Kate POV:
I don't know why I'm writing all this down, but every time I think about Kevin Finch, my thoughts feel too big to keep in my head.
Kevin… he's attractive in a way that's hard to explain. Not just looks — it's the way he carries himself, the way he speaks gently, the way he thinks about other people before himself. He's kind, caring, and honestly the sweetest person I've ever met.
Sometimes I catch myself staring at him and then pretend I'm not. It doesn't work.
I wrote it here so I don't forget:Next year, on my birthday, my only wish is to finally be Kevin's girlfriend.
I think I first realized how deep my feelings were at the amusement park. I was terrified that on the roller coaster my hands were shaking so badly and I grabbed his arm without even thinking.
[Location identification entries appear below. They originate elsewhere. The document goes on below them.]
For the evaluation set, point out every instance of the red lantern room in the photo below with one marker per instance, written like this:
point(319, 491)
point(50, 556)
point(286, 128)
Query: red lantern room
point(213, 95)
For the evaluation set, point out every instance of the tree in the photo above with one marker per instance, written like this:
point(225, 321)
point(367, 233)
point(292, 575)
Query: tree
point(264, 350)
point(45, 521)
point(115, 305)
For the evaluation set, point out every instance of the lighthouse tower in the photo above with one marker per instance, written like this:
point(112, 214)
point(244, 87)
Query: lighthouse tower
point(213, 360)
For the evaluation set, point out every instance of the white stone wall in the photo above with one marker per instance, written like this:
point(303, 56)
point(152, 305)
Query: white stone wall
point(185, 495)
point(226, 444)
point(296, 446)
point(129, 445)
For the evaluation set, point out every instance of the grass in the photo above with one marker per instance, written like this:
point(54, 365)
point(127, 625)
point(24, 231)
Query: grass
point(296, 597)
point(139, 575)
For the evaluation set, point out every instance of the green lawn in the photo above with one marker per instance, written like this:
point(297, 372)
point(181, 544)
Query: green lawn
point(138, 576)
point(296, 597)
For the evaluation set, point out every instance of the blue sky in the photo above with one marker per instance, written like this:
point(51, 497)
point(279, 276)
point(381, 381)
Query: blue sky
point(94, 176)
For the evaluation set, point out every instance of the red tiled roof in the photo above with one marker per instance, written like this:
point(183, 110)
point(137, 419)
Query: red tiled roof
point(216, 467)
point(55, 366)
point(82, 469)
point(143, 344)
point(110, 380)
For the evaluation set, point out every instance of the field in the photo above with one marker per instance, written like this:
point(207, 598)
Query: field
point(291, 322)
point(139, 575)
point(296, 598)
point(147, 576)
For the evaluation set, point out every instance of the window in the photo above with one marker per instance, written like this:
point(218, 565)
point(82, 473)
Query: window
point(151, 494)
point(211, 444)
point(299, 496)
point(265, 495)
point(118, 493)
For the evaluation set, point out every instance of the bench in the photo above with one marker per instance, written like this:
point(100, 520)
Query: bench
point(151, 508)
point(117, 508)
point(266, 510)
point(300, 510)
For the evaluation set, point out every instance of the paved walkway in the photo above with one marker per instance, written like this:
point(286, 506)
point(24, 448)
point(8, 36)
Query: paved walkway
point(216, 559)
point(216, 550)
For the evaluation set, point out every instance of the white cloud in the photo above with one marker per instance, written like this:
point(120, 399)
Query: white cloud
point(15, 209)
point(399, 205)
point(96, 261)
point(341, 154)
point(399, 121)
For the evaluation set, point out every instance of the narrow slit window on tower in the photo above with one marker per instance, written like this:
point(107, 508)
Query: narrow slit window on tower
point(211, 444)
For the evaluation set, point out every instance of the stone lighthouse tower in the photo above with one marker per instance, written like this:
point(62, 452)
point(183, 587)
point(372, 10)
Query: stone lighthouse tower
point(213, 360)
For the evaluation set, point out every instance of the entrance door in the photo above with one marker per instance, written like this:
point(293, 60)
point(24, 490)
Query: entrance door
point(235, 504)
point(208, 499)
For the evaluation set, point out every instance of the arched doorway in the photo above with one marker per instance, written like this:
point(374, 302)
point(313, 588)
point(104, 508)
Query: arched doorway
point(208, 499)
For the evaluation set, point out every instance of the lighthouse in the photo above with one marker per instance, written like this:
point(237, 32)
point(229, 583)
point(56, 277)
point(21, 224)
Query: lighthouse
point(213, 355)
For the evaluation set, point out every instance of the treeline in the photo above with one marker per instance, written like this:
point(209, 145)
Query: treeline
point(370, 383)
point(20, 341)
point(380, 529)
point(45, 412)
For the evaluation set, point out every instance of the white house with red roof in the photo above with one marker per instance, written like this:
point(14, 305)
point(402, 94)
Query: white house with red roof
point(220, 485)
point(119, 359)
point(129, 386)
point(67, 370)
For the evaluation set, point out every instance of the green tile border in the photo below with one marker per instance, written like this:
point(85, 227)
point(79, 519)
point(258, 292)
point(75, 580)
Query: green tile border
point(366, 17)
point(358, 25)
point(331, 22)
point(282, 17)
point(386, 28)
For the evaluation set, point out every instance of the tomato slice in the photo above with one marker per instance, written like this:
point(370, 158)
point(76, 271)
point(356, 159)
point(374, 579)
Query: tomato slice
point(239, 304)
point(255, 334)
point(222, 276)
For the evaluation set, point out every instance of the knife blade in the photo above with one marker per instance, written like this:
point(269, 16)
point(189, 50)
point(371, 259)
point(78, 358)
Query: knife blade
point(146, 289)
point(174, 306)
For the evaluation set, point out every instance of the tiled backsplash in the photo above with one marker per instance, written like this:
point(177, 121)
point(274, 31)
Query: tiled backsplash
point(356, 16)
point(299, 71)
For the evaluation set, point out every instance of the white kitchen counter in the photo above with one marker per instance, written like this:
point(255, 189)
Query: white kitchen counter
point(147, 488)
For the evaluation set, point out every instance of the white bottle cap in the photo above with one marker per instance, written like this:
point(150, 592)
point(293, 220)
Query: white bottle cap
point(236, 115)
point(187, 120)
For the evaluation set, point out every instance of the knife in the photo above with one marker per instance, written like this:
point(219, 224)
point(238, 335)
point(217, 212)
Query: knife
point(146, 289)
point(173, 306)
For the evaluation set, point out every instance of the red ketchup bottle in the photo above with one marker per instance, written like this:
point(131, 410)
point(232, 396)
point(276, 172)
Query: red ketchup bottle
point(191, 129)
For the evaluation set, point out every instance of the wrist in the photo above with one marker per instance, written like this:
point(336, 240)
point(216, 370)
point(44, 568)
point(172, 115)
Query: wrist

Instead of laughing at me, he leaned closer and told me I'd be okay.That moment… something inside me changed.
Since then, I've been a little obsessed with him. Not in a weird way I just think about him more than I should. A lot more.
When I got sick, he took care of me like it was the most normal thing in the world. He kept checking on me, bringing me water, talking softly so I wouldn't feel worse. I still remember him sitting beside me, telling me I'd be fine.
And when I almost drowned… I can never forget how fast he reacted. One second I was panicking in the water, and the next, he was there, pulling me out. My chest still tightens when I think about it.
The kidnapping… I don't even want to write those details. But Kevin was there. He found me. He didn't stop until he did.
I also wrote about my mistakes like my first kiss. It wasn't with him. And I wish it had been. I regret the old one, but when Kevin kissed me, it felt gentle and safe. Something warm. Something different from anything I've ever known.
There are so many things about him I love noticing:He's taller than me but always bends down a little when talking so we're on the same level.He controls his anger around me even when he's frustrated.He understands the things I've been through and never uses them against me.He calms me when I cry.He tells jokes so bad that they somehow make me laugh.His hugs make the world feel steady again.And when he quietly presses a soft kiss to my forehead, all my fear disappears.
It's been almost a year that I've known him as a classmate, as a friend, as my sister-in-law's brother, and as the person my heart keeps choosing every single time.
So this is my last line for today:
Kevin Finch, I love you as deep as the Pacific Ocean.And one day… I'm ready to be Mrs. Finch.